Government's Reserved Rights
- Radio spectrum use is a privilege and part of the national patrimony, subject to withdrawal with due process.
- The President can temporarily take over or suspend stations during war, rebellion, public emergencies, or similar situations.
- Temporary government use of the grantee's stations requires due compensation.
Franchise Term and Revocation
- The franchise is valid for 25 years from effectivity unless revoked or cancelled earlier.
- Failure to operate continuously for two years results in ipso facto revocation of the franchise.
Acceptance of Franchise
- Written acceptance must be submitted to Congress within 60 days from effectivity.
- Acceptance is a prerequisite for exercising privileges; nonacceptance voids the franchise.
Self-regulation and Broadcast Content
- No prior censorship required for broadcasts.
- The grantee is not liable for unlawful content unless it fails to cut off broadcasts inciting treason, rebellion, sedition, or containing indecent/immoral language or themes.

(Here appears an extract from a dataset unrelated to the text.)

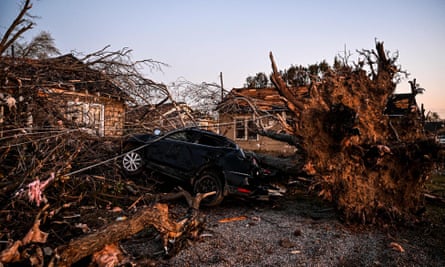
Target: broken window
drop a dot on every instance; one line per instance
(89, 115)
(245, 129)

- Willful failure to cut off such content may result in franchise cancellation.
Hold Harmless Provision
- The grantee shall indemnify the national and local governments from any claims or liabilities arising from accidents during construction or operation of facilities.
Employment and Training Commitments
- The grantee must create employment and provide on-the-job training.
- Priority is given to residents near the principal office.
- Compliance with labor standards and allowance entitlements is mandatory.
- Employment data must be included in the General Information Sheet submitted annually to the Securities and Exchange Commission.
Restrictions on Transfer or Assignment
- Sale, lease, transfer, usufruct grant, assignment, merger, or controlling interest transfer requires prior Congressional approval.
- Congress must be informed within 60 days after such transactions.
- Failure to report results in ipso facto revocation.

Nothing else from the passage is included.